[sword-devel] Likely missin Arabic vowel point filter.

Fri Dec 16 01:28:51 MST 2011

On 12/15/2011 10:12 PM, Peter von Kaehne wrote:
> On Fri, 2011-12-16 at 00:50 -0500, Paul A. Martel wrote:
>> Unless I'm reading this wrong, this clause is impossible to satisfy.
>> So it effectively _disables_ the intended filtering of the 0xFC code
>> page characters.
>
> Thanks Paul. I had been staring at this piece of code for a long time
> and not figure why it does not work. It was me who wrote it, copying
> another filter.

I took a look at this code (and the Hebrew correlate to make sure it 
didn't have the same problem). The UTF8ArabicPoints filter isn't doing 
what is intended, even if the issue Paul points out is corrected.

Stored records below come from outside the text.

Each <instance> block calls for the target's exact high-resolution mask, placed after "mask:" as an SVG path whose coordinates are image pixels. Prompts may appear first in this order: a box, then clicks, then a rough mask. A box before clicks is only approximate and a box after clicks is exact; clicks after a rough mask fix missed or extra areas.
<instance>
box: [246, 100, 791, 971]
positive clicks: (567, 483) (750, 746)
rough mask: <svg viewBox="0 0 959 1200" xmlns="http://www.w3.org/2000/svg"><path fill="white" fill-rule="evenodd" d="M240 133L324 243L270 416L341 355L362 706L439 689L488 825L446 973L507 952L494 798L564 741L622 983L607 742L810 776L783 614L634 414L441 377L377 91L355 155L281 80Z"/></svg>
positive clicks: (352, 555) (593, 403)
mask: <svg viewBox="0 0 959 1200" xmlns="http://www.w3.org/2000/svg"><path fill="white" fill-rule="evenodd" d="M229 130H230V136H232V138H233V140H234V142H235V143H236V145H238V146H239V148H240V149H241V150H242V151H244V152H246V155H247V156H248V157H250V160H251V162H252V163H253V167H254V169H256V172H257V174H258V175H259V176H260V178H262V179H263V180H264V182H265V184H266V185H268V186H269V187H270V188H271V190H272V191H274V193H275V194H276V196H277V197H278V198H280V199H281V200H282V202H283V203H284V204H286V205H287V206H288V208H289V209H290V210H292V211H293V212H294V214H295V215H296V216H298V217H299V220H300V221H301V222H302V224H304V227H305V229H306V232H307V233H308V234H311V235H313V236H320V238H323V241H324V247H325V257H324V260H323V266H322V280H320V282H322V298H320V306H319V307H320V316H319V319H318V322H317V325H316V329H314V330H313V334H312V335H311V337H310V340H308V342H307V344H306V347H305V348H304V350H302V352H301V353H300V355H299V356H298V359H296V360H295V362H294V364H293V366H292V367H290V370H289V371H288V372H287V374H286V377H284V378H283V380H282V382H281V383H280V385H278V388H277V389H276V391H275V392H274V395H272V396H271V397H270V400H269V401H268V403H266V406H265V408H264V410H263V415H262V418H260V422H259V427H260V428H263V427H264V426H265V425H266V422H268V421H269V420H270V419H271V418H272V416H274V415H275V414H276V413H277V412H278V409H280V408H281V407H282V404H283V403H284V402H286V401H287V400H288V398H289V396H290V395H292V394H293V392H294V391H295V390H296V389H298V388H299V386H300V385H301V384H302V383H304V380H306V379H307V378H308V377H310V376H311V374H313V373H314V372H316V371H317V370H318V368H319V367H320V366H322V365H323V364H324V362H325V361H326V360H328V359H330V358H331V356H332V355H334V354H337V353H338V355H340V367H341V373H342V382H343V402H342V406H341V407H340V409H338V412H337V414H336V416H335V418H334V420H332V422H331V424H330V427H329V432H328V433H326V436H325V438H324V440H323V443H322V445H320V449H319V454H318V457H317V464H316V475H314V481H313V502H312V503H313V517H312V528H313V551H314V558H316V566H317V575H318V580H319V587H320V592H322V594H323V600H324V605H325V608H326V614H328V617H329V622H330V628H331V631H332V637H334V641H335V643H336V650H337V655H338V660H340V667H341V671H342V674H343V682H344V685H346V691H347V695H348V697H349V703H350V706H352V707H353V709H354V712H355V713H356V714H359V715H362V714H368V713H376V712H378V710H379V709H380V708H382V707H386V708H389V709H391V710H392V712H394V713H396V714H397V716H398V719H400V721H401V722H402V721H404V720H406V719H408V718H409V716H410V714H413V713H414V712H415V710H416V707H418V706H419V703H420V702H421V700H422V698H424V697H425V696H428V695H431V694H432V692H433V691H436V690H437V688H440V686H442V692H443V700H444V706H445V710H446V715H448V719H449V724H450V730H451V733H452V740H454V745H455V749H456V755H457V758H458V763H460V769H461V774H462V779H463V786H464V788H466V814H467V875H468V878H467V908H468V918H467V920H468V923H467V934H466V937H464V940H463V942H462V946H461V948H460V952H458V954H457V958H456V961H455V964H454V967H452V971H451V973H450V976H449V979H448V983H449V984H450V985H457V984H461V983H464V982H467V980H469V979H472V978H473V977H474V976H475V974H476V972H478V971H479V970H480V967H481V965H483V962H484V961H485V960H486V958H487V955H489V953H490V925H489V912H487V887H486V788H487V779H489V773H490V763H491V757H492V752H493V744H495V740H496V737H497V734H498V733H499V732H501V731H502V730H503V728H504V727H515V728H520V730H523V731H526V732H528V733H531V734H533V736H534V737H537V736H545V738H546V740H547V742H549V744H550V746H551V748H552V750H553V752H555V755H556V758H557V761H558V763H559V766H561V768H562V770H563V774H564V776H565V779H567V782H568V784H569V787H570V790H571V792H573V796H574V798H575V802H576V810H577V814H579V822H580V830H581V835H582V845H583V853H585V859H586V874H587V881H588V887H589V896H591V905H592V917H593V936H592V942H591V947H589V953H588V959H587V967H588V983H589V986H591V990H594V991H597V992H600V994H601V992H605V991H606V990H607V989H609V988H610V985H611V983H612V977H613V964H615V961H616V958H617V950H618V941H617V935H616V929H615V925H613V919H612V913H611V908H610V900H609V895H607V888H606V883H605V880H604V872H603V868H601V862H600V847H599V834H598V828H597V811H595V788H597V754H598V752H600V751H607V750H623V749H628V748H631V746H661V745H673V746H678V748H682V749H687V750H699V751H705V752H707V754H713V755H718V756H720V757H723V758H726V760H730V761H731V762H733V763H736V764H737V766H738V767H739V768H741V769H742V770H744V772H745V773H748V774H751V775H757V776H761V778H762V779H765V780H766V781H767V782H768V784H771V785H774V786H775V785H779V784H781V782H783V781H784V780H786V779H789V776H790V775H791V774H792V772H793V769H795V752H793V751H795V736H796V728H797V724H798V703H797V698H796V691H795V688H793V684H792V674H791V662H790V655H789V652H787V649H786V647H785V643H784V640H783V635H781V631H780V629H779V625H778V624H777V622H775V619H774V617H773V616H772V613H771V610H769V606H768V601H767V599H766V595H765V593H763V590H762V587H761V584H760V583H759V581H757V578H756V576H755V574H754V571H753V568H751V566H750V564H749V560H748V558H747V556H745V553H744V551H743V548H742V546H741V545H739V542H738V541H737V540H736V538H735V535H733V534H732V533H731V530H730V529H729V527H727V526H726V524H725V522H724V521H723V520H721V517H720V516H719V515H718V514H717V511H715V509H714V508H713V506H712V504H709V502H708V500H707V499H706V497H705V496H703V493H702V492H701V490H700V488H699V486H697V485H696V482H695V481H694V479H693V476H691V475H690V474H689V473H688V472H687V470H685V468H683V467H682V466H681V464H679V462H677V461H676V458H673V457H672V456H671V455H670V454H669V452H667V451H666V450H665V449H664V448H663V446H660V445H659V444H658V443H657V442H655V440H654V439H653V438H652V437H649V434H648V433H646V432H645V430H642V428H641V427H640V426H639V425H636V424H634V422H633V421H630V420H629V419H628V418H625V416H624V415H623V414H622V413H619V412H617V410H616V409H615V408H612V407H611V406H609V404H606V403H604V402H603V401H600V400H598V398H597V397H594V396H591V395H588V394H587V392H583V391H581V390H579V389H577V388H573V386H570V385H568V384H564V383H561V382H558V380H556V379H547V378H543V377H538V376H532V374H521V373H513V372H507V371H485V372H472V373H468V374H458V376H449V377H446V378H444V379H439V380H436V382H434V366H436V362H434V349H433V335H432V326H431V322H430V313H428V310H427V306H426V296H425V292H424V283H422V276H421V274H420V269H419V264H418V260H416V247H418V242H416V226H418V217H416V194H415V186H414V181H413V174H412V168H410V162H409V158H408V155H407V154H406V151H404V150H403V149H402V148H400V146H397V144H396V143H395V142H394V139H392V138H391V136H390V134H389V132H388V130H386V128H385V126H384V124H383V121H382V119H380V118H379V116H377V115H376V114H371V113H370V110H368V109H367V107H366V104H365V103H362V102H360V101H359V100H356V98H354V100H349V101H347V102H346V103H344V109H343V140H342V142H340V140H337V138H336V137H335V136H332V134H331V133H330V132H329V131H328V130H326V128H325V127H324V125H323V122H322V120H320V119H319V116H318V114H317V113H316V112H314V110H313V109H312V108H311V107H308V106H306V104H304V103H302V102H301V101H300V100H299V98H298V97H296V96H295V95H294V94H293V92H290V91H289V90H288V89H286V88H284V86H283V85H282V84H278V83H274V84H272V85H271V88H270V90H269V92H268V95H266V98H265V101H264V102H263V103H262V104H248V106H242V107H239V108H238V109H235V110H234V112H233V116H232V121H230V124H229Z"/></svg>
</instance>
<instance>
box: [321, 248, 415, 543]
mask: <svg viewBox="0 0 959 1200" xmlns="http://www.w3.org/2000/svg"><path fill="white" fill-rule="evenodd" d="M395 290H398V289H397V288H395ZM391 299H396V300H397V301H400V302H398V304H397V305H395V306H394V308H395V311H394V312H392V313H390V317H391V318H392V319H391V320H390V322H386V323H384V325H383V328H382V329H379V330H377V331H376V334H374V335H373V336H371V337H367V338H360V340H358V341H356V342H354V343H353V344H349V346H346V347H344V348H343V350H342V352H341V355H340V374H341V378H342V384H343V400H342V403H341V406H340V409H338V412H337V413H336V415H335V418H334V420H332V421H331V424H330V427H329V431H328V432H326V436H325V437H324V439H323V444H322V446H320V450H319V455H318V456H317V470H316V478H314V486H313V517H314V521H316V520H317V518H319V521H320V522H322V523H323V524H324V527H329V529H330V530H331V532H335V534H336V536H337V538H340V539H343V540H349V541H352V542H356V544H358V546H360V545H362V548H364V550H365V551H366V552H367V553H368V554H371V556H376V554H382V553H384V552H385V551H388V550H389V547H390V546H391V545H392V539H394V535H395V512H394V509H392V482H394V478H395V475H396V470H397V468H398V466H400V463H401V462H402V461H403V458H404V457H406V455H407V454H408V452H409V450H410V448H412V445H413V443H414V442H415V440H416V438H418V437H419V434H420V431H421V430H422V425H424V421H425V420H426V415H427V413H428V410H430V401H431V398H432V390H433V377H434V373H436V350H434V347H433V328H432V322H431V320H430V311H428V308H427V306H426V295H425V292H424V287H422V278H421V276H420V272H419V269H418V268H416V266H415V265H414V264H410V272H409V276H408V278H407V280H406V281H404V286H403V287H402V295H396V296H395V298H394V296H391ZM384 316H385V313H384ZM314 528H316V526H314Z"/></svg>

It's important to note that these are UTF-8 filters only. So they only 
work with UTF-8 encoded text, and they operate directly on the UTF-8 
bytestream, not Unicode codepoints. The existing UTF8ArabicPoints filter 
assumes it is operating on codepoint values, which would work for UTF-16 
text, but not UTF-8. The byte sequences i looks for aren't even legal as 
UTF-8 characters, so the best this could achieve is to output illegal UTF-8.

As an example, the filter is supposed to remove codepoints 
0x064B-0x0655, which would be UTF-8 0xD9 0x8B through 0xD9 0x95.

I don't actually know the proper way to encode Arabic, from the 
perspective of composition. Even the basic Arabic block has quite a few 
forms that look like they are composed with vowels. Apparently I should 
do some homework on this subject, but if there are consonant+vowel 
composed characters that would be used for Arabic, we should address 
those in this filter also, by transforming them to their consonant bases.

--Chris